Fil d'Ariane
"La séance est levée!" Des mots prononcés par une voix féminine au micro de l'illustre perchoir, et cela pour la toute première fois. Voilà de quoi redonner une légère tonalité de parité à l'Assemblée nationale, qui en avait bien besoin depuis les élections législatives de ce mois de juin 2022, marquées par le premier recul du nombre de femmes élues depuis 1981.
La candidate représentant la majorité présidentielle, a été élue au terme d'une séance de quatre heures, à l'issue du second tour. Elle a obtenu 242 voix face à ses concurrentes Fatiha Kelouha-Achi (de la Nupes, coalition de gauche), qui a récolté 144 voix, Annie Genevard, (ancienne vice-présidente, 60 voix) et Nathalie Bassire (Libertés, Indépendance, Outre-mer et Territoires, 16 voix). Le candidat du Rassemblement national Sébastien Chenu s'était retiré avant le second tour, annonçant l'abstention de l'ensemble du camp RN.
Dans cet Hémicycle où l'histoire s'est tant de fois écrite, nous venons ensemble d'ouvrir un nouveau chapitre. Un chapitre du grand livre de notre vie parlementaire. Un chapitre du grand livre de l’égalité entre les femmes et les hommes. Merci !#DirectAN pic.twitter.com/MWyU7eWdh8
— Yaël BRAUN-PIVET (@YaelBRAUNPIVET) June 28, 2022
Lors de son premier discours, prononcé peu après l'annonce du résultat du vote, ce mardi 28 juin 2022, Yaël Braun-Pivet a tenu à saluer les autres candidates à ce vote, des mots largement applaudis.

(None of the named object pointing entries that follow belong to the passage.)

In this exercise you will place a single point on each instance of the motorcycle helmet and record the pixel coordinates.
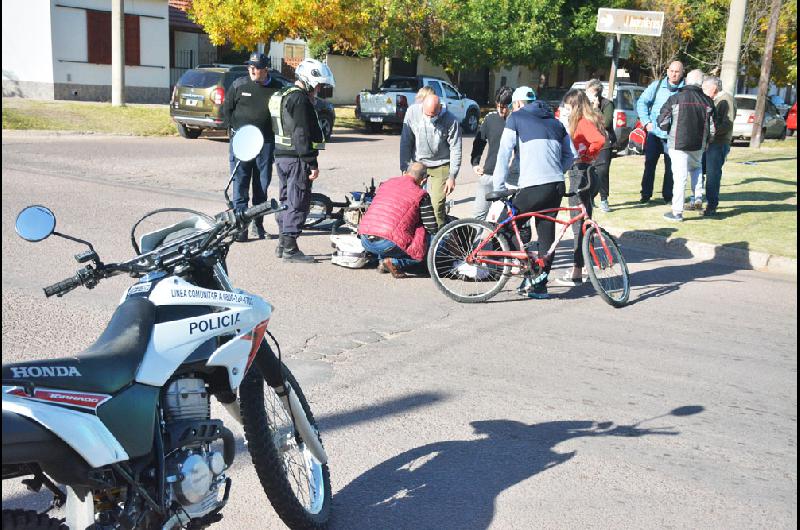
(313, 72)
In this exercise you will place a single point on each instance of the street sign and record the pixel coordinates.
(629, 22)
(624, 46)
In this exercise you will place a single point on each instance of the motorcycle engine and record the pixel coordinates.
(194, 469)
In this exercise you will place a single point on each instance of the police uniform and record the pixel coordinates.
(298, 138)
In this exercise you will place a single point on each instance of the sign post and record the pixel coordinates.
(627, 22)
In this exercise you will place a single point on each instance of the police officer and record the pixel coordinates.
(298, 139)
(247, 103)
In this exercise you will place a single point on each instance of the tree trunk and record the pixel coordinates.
(377, 63)
(763, 83)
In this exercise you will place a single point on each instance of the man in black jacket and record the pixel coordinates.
(298, 141)
(247, 104)
(490, 131)
(687, 117)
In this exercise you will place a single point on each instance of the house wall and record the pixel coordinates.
(352, 74)
(65, 44)
(27, 55)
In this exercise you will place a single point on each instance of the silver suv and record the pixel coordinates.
(625, 117)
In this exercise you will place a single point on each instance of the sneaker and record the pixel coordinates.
(539, 291)
(569, 281)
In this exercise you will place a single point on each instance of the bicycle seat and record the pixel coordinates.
(499, 195)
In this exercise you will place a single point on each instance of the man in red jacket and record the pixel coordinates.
(397, 225)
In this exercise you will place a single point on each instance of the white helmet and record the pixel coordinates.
(313, 72)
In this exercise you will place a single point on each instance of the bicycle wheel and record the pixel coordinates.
(297, 484)
(319, 210)
(447, 261)
(606, 266)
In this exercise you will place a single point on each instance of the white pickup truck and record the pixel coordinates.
(389, 104)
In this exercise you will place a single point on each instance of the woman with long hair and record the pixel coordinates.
(585, 126)
(594, 91)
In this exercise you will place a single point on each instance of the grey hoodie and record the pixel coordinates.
(432, 143)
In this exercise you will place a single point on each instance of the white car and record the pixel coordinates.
(774, 125)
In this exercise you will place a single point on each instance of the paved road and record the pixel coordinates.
(679, 410)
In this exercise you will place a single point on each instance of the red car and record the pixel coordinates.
(791, 119)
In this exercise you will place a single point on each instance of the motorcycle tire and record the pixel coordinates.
(296, 484)
(30, 520)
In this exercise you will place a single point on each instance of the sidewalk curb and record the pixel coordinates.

"Qu'il est long et sinueux le chemin vers l'égalité entre les hommes et les femmes", a-t-elle lancé. La nouvelle Présidente a tenu à citer un article du quotidien Le Peuple de juin 1889 : "'Une femme a sérieusement posé sa candidature à l'Assemblée nationale!' Cette femme s'appellait Jeanne De Roy, elle avait 44 ans et était journaliste, face aux moqueries, elle avait finalement renoncé et retiré sa candidature". "Il aura fallu attendre octobre 1945 pour que 33 femmes fassent pour la première fois leur entrée au sein de cette assemblée !", a-t-elle poursuivi.

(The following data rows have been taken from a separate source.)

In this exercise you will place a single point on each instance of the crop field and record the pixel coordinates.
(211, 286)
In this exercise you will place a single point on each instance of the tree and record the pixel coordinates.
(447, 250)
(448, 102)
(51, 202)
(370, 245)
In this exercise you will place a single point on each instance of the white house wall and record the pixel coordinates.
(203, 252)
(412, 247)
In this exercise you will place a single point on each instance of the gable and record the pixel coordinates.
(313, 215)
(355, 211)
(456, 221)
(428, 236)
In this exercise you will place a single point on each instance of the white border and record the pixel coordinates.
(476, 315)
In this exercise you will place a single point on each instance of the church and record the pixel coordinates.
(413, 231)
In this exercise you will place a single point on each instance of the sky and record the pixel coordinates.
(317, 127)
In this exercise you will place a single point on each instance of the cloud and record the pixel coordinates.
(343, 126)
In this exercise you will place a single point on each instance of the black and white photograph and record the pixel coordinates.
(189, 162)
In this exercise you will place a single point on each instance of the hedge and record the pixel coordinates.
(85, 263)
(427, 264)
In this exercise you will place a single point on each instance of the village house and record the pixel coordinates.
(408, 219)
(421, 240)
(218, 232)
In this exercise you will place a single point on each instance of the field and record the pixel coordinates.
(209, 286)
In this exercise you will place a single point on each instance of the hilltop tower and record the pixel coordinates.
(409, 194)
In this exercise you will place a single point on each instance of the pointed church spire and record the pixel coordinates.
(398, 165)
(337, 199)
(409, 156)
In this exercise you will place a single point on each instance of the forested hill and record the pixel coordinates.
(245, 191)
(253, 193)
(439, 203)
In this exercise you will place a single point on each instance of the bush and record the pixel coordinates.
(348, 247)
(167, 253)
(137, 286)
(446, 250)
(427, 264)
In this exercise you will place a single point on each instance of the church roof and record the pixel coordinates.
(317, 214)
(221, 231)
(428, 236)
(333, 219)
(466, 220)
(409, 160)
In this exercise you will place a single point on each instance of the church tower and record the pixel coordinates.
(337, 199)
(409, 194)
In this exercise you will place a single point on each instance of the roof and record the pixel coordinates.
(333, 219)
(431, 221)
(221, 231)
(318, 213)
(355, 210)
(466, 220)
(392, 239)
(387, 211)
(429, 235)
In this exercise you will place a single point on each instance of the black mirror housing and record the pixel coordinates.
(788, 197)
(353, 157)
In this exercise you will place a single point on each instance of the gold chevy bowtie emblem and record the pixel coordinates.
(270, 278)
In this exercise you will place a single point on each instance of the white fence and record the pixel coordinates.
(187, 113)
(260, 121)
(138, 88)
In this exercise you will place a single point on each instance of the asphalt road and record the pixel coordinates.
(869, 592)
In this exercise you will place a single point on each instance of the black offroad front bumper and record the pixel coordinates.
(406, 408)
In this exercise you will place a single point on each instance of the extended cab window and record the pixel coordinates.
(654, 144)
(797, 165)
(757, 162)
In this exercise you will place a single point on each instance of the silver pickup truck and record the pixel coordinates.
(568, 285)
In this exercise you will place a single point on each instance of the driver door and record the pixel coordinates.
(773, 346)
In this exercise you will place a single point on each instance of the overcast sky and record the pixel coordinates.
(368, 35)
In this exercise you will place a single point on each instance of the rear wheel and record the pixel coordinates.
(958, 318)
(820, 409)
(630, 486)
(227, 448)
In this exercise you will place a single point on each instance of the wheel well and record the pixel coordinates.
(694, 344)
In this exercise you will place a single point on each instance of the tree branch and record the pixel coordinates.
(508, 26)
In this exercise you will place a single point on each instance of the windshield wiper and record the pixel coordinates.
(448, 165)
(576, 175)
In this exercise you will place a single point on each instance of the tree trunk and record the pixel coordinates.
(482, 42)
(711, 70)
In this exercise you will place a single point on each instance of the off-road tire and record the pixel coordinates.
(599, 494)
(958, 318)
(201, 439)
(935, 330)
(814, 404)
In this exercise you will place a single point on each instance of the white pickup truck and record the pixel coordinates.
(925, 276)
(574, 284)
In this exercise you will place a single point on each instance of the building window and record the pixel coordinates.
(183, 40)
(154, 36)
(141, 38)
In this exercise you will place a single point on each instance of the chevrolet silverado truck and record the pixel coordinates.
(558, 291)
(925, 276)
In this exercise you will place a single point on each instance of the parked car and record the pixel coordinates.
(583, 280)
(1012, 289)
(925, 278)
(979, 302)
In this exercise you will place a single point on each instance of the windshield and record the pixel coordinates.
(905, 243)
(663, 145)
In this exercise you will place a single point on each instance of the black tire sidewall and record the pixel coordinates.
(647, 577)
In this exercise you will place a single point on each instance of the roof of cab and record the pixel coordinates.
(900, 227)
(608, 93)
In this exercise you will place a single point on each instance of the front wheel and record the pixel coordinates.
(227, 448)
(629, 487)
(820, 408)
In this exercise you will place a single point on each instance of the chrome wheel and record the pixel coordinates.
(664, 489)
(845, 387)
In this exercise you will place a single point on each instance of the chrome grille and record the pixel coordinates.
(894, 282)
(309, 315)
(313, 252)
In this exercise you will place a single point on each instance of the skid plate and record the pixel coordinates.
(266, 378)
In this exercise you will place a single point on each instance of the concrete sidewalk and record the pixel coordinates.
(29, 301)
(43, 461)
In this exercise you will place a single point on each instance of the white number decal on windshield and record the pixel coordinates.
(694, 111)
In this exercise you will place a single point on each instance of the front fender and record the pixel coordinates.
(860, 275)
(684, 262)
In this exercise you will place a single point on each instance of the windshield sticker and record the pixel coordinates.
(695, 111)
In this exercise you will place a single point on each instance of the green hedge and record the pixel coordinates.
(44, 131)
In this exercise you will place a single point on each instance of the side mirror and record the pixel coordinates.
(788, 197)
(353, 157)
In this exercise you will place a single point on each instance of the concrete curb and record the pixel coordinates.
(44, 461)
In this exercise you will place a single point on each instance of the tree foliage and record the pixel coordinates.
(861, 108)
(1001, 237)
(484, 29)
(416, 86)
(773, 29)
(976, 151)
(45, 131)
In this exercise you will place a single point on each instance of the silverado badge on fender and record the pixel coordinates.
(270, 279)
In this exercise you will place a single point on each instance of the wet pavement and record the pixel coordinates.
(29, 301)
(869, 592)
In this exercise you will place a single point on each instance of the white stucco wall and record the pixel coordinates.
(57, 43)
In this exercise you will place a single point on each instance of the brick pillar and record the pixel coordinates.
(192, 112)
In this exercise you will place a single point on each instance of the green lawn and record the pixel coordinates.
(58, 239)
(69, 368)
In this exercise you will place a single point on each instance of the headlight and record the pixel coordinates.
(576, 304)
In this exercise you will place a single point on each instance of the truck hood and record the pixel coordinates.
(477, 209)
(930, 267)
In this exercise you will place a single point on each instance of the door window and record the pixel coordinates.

"Nous naissons hommes et femmes libres et égaux en droits", a rappelé la nouvelle Présidente, qui a tenu ensuite à remercier son mari et ses enfants de leur soutien. Et c'est en donnant rendez-vous aux député-e-s mercredi à 15hoo pour la prochaine séance qu'elle a finalement conclu son intervention.
.@YaelBRAUNPIVET prend place au perchoir, et entame son premier discours en tant que présidente : "Les hommes naissent et demeurent libres et égaux en droits. En me portant à votre présidence, vous donnez aujourd'hui à ce message une portée nouvelle". https://t.co/5dlA99k5Pn pic.twitter.com/mfbXtCOCYE
— LCP (@LCP) June 28, 2022
Depuis quarante ans, la part des femmes dans l'Hémicycle n'avait cessé d'augmenter, d'élection en élection. Jusqu'à aujourd'hui : il n'y a plus que 215 femmes (37,26%) pour 362 hommes (62,74%), alors qu'elles représentaient 39% de la représentation nationale il y a cinq ans (224 femmes), un record historique.
"Moins de femmes élues à l'AssembleeNationale en 2022 = régression. Une femme au perchoir = une obligation!!", a tweeté l'association 2GapFrance, collectif de 61 réseaux professionnels féminins et mixtes engagés pour le partage de la décision. Une façon de rappeler que si la parité recule au sein de l'hémicycle, la nomination d'une femme présidente de l'Assemblée serait une forme de "compensation".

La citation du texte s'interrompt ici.